The World Anti-Doping Agency (WADA) says its inspectors were denied access to a Moscow laboratory's data as part of their investigation, and Russia's anti-doping agency is at risk of being suspended again.
The Canadian-based WADA said on December 21 that its five-member team had spent a week in Russia and managed to visit the Moscow lab in question. But they weren't able to retrieve any of the data the team had been promised access to. https://www.wada-ama.org/en/media/news/2018-12/update-on-wada-mission-to-extract-moscow-laboratory-data
Russian authorities maintained that the inspection team's technical equipment had not been certified under Russian law, WADA said.
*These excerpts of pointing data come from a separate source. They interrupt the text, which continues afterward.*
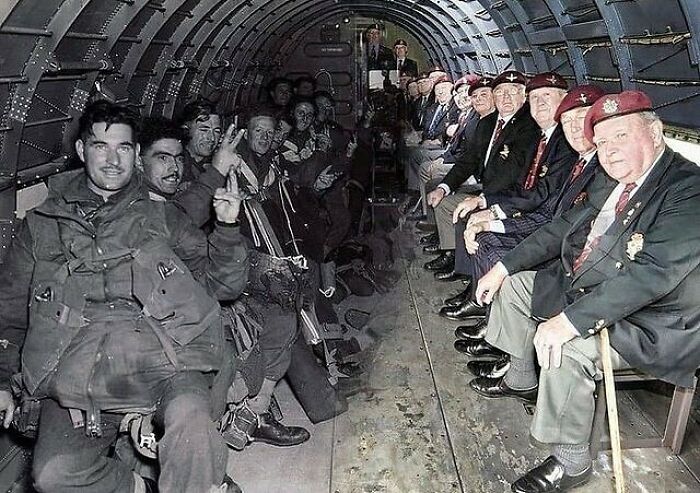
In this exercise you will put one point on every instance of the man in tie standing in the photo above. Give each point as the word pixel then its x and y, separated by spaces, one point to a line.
pixel 404 65
pixel 627 261
pixel 379 57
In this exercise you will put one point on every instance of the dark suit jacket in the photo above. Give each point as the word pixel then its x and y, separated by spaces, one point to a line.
pixel 557 161
pixel 510 154
pixel 418 109
pixel 458 142
pixel 446 119
pixel 409 66
pixel 385 59
pixel 469 163
pixel 556 204
pixel 648 295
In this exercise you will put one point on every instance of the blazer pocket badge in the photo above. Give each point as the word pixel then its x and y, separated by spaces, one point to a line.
pixel 505 152
pixel 635 245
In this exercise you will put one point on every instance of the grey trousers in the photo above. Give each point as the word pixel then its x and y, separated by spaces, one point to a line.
pixel 443 217
pixel 415 156
pixel 565 401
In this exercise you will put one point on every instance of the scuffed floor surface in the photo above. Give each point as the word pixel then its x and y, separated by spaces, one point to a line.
pixel 416 428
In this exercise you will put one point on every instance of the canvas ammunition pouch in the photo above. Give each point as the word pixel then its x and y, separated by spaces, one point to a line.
pixel 26 417
pixel 237 425
pixel 241 327
pixel 175 305
pixel 277 279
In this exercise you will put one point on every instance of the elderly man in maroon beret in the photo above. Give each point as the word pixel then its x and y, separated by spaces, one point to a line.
pixel 625 260
pixel 499 236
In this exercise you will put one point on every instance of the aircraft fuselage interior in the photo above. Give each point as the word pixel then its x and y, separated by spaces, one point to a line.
pixel 349 246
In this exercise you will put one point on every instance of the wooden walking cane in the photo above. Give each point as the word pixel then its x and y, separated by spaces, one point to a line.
pixel 611 403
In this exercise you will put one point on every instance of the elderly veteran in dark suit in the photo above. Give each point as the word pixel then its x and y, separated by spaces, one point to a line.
pixel 503 148
pixel 489 248
pixel 627 261
pixel 552 159
pixel 435 168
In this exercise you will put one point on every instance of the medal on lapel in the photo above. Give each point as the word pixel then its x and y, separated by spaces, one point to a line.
pixel 505 151
pixel 635 245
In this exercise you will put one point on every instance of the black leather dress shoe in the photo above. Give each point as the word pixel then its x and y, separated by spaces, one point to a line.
pixel 550 476
pixel 451 276
pixel 426 226
pixel 494 388
pixel 273 432
pixel 477 347
pixel 491 369
pixel 468 309
pixel 444 263
pixel 459 298
pixel 434 248
pixel 472 332
pixel 429 239
pixel 231 486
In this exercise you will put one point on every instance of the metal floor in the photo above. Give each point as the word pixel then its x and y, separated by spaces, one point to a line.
pixel 417 428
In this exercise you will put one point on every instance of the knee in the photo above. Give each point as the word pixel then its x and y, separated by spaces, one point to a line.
pixel 56 474
pixel 424 171
pixel 186 408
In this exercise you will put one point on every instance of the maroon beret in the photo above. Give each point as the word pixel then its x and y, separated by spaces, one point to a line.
pixel 546 79
pixel 462 81
pixel 612 105
pixel 443 78
pixel 509 76
pixel 483 82
pixel 578 97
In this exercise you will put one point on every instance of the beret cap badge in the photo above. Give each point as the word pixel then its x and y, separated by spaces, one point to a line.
pixel 610 106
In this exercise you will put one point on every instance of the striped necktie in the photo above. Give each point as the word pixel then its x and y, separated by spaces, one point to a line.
pixel 593 242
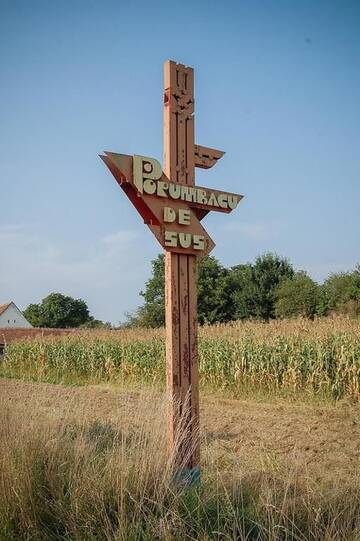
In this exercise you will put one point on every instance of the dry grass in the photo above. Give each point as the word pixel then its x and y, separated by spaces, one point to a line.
pixel 69 477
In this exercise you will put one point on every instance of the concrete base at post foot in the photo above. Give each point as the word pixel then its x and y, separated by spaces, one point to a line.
pixel 187 477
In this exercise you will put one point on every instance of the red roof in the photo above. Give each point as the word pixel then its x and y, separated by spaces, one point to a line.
pixel 3 307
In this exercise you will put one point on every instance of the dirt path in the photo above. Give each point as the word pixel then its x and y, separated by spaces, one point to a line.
pixel 322 440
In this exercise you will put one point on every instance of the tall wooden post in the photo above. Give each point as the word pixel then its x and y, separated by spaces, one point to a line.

Access to the lab and data was a condition of a decision made by WADA to reinstate the Russian anti-doping agency, RUSADA.
The standoff could lose RUSADA could lose its authorization to conduct reliable doping tests of athletes. That would complicate efforts by Russian athletes to prove they were in compliance with global anti-doping rules.
WADA had set a December 31 deadline for RUSADA to meet the condition or once again be found noncompliant and face even tougher sanctions.
The inspection team's formal report will be submitted to a committee that that will meet next month to consider RUSADA's status.
In 2015, RUSADA was handed a three-year ban after inspectors documented an extensive government-backed doping scheme that had been in use during the 2014 Sochi Olympics.